By Paul Saffer
It seems the saddest possible ending to Sir Bobby Robson's 37-year management career - "relieved of his duties" by Newcastle United FC. But if there has been a theme in Sir Bobby's time as a manager, it has been confounding expectation, and even at 71, yet another twist could be a possibility.
After all, it all started so unpromisingly. Following a brief spell as player-coach of Canadian side Vancouver Royals in 1967, Robson returned to take charge of Fulham FC the following January. Ten months and a relegation later, he was sacked.
But then came the first reversal of fortune. Ipswich Town FC, who since their glory days under Alf Ramsey has slipped into the lower reaches of the English top-flight, appointed Robson in 1969. He built his team gradually, and from 1972/73 until his departure they never finished outside the top six.
Under Robson, unfashionable Ipswich won the 1978 FA Cup final against Arsenal FC and three years later overcame AZ Alkmaar to lift the UEFA Cup. Robson turned down big-money offers to lead the likes of Leeds United AFC and Sunderland AFC, but in 1982 came the job the patriotic Robson could not refuse - England manager.
Capped 20 times as a player, Robson had already run the England 'B' team, and although his time as national team manager was marked by increasingly vicious tabloid attacks, especially after two UEFA European Championship failures, his FIFA World Cup record was exemplary.
World Cup runs
In the 1986 finals in Mexico, he overcame early setbacks to lead his team to the quarter-finals, where only the hand, and genius, of Diego Maradona ended England's run.
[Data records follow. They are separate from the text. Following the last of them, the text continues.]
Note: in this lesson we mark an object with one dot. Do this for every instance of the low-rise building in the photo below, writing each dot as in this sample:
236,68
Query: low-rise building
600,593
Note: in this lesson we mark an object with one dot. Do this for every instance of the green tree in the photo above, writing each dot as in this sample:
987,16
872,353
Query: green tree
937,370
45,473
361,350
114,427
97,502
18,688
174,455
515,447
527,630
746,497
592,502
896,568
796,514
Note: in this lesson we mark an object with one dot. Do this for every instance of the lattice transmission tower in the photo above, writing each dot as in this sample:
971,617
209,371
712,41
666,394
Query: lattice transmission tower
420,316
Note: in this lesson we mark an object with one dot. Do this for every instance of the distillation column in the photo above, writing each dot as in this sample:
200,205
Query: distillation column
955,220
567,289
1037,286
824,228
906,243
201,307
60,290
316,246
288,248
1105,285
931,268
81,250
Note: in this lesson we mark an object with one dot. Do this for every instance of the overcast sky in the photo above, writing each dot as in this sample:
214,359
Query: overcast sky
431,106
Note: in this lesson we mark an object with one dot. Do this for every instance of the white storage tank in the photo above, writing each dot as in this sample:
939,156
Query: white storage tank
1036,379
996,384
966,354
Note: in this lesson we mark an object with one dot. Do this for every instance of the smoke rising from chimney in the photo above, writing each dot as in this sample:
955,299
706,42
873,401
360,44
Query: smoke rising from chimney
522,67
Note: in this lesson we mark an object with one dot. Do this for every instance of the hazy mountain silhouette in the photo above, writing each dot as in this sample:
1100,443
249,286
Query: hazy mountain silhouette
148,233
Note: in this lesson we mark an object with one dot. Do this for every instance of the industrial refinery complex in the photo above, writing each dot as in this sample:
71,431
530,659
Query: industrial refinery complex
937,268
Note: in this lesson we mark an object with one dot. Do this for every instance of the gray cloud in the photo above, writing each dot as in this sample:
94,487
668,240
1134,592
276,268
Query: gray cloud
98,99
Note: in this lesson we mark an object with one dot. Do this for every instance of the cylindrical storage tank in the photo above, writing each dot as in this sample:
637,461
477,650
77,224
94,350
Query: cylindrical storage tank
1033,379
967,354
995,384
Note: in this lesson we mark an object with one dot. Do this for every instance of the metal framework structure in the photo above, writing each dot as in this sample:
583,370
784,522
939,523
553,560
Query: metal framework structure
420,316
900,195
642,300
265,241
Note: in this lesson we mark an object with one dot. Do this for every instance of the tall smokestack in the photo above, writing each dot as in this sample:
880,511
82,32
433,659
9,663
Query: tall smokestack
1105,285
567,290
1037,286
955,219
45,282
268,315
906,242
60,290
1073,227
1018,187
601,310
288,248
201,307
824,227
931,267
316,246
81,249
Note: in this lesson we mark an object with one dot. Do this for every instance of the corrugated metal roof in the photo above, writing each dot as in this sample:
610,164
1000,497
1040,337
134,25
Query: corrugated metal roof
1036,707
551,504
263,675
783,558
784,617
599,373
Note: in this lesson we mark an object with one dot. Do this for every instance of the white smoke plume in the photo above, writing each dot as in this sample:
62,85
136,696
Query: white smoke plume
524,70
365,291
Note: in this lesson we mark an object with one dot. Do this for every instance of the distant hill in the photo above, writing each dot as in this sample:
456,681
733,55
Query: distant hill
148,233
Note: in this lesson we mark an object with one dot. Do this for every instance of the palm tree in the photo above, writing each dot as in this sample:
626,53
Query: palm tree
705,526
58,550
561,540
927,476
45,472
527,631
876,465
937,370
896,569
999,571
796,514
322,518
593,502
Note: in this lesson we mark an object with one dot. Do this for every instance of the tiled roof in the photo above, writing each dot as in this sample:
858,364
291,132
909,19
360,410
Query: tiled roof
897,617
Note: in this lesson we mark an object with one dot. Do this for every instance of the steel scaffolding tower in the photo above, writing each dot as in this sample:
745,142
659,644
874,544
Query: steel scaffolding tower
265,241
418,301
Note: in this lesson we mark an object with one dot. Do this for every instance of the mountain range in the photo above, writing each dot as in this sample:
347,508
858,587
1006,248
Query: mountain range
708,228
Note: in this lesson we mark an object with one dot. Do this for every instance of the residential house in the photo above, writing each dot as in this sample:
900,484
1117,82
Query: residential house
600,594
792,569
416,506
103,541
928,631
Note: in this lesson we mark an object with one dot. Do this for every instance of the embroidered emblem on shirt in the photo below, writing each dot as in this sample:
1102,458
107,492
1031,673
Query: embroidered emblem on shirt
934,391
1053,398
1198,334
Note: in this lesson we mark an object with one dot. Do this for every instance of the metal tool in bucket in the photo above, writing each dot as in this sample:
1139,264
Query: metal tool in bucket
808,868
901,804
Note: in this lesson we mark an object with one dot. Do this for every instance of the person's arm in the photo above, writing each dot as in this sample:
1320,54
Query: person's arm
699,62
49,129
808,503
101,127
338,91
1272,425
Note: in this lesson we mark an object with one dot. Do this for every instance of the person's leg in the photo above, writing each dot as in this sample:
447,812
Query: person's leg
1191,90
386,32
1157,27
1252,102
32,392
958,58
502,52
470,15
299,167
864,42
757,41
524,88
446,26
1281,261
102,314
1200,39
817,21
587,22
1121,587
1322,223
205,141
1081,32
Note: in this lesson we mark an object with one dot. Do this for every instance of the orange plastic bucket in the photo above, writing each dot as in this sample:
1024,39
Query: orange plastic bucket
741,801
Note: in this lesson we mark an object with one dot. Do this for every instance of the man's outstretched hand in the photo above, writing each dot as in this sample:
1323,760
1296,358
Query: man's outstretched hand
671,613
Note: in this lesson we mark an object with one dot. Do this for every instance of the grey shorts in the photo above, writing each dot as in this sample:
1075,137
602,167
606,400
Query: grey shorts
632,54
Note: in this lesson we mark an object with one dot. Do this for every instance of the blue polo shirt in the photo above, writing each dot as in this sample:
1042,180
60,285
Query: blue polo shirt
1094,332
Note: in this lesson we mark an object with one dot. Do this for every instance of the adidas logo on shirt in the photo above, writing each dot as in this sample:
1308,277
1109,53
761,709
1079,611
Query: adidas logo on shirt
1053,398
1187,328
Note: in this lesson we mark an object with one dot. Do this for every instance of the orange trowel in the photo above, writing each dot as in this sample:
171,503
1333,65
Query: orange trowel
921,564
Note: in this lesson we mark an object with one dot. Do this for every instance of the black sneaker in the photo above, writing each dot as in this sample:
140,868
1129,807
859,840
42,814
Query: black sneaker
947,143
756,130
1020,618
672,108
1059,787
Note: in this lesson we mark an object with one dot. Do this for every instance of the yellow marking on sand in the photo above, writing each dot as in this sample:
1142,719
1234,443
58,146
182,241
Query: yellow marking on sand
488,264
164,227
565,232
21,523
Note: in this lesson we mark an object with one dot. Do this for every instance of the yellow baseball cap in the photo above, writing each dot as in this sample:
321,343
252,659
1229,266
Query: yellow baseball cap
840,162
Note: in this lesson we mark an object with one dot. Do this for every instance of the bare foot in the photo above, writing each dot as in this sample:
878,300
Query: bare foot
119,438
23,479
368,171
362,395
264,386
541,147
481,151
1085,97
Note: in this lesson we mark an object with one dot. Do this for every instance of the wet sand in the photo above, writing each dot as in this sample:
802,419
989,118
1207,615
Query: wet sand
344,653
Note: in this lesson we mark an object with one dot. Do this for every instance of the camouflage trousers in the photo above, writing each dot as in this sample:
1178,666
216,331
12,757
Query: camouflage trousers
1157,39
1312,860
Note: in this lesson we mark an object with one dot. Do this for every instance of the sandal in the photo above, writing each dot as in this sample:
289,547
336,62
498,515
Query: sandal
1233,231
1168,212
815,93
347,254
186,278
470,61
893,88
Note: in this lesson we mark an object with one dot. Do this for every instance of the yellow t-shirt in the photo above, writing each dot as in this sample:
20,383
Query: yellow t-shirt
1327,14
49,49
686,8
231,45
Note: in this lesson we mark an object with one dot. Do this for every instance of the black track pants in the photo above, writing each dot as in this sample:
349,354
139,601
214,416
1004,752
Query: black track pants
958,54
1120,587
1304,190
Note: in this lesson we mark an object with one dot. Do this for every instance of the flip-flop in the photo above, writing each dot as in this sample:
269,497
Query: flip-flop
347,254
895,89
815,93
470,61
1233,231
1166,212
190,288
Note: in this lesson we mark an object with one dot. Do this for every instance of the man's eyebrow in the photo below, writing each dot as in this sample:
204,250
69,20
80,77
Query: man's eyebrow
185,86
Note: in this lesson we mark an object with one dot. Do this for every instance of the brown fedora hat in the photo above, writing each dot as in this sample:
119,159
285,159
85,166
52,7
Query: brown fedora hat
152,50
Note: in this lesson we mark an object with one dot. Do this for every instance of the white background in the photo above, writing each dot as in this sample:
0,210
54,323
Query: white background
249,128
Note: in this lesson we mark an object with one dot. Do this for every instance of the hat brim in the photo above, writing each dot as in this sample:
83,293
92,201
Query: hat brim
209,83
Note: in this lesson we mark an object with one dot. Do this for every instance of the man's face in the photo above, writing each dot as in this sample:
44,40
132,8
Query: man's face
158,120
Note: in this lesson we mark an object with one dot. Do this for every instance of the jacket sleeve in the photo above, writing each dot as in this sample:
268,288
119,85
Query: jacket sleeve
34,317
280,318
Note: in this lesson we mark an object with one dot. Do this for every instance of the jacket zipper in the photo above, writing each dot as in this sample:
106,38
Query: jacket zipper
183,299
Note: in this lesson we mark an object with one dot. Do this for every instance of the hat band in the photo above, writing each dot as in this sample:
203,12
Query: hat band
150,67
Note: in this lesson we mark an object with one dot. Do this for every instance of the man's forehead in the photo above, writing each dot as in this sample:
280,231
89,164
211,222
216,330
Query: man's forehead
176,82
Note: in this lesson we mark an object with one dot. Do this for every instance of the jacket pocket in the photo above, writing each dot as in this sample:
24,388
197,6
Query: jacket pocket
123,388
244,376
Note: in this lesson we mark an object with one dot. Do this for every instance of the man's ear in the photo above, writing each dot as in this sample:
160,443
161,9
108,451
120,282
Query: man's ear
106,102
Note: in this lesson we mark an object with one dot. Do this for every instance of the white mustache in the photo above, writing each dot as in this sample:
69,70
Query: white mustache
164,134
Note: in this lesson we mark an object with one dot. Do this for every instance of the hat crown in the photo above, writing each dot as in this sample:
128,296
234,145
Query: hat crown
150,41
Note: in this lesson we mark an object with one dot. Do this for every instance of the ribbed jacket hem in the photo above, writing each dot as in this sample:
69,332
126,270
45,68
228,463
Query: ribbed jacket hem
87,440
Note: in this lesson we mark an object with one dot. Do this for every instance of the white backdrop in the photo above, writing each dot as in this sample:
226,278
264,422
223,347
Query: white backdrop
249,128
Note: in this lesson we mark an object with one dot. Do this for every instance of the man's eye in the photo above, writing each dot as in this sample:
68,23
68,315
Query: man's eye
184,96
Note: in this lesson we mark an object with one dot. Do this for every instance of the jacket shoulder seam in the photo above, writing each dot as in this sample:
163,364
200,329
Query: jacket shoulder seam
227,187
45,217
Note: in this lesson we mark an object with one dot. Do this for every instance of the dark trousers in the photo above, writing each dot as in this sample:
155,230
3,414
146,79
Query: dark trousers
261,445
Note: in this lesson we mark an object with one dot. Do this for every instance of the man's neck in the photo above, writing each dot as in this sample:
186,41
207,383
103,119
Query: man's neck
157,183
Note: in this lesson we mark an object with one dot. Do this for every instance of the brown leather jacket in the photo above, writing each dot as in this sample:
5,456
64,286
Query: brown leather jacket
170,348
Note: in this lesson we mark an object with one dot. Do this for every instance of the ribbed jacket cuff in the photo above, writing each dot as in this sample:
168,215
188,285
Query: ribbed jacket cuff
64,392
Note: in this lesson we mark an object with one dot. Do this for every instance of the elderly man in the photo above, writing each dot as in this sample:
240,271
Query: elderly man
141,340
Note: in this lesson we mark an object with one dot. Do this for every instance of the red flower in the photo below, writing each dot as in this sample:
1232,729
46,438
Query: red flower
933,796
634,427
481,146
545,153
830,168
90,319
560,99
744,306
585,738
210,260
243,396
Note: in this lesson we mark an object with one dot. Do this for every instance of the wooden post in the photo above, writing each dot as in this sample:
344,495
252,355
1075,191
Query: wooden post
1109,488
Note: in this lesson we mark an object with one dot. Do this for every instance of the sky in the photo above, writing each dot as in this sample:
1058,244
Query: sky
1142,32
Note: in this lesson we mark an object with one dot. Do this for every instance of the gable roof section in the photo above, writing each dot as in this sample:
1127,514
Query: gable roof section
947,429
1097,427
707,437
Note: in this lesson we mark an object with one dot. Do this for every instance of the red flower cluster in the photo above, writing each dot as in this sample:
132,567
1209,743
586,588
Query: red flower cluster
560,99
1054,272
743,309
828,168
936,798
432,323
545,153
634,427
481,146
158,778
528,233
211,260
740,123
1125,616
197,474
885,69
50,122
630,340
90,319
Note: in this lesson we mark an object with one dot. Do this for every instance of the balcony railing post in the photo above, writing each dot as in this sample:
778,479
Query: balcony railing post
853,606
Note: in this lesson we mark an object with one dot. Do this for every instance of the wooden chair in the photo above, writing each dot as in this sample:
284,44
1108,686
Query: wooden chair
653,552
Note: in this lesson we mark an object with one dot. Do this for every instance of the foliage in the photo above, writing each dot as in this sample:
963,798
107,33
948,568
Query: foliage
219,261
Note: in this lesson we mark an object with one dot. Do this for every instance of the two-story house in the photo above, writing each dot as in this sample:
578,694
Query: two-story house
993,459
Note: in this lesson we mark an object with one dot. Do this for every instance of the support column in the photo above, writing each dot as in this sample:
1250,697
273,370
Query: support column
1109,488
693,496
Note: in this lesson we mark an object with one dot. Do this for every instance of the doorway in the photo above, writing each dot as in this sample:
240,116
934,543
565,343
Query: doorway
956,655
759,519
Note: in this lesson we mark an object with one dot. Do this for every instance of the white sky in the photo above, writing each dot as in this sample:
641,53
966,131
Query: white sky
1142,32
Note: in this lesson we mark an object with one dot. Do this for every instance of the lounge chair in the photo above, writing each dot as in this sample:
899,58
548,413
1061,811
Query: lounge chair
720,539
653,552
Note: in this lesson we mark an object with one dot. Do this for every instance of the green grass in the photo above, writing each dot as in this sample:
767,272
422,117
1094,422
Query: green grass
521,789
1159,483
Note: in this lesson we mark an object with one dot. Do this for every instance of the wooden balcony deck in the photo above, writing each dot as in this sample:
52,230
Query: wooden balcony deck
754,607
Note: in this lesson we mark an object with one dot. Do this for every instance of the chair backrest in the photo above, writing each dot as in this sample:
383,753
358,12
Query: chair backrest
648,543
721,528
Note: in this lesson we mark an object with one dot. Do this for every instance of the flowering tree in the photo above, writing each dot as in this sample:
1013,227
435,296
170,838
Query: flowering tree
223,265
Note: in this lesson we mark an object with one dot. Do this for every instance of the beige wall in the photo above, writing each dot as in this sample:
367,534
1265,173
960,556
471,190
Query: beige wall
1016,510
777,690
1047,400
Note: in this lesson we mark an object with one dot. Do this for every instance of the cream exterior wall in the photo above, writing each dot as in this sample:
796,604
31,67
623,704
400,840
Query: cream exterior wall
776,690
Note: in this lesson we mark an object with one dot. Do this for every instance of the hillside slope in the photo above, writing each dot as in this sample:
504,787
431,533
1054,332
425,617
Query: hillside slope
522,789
Having announced his intention to stand down in order to coach PSV Eindhoven before the 1990 finals in Italy, Robson masterminded England's best ever run on foreign soil, losing out to West Germany in the semi-finals.
So to the next incarnation. Robson had been considered a quintessentially English manager, but over the next decade he would bring trophies to PSV, FC Porto and FC Barcelona - only missing out on silverware at Sporting Clube de Lisbon, where he mentored a young translator, José Mourinho.
But there was still one gap on his CV, which was filled on 2 September 1999 when he took charge of hometown club Newcastle United FC. His first home game at the then strugglers was a dream - an 8-0 win against Sheffield Wednesday FC. Robson soon led Newcastle back to the upper reaches of the Premiership, in 2002 clinching a Champions League berth and receiving a knighthood.
Ups and downs
In the 2002/03 Champions League they uniquely recovered from losing their first three first group stage games to progress to the second group stage. The following season they lost in the third qualifying round to FK Partizan on penalties. Despite a subsequent run to the UEFA Cup semi-finals and late league surge that took them to fifth, Robson was told he would not have his contract extended beyond 2005, and a failure to win any of the first four games of this season spelled the end.
Is this really the end, though? "The addiction was still there and I needed the daily injection of adrenalin that football gave me," he said in his autobiography as he explained his refusal to retire in 1995 after the removal of a malignant melanoma from his face. Should another job offer come, Sir Bobby could yet have one more surprise in store.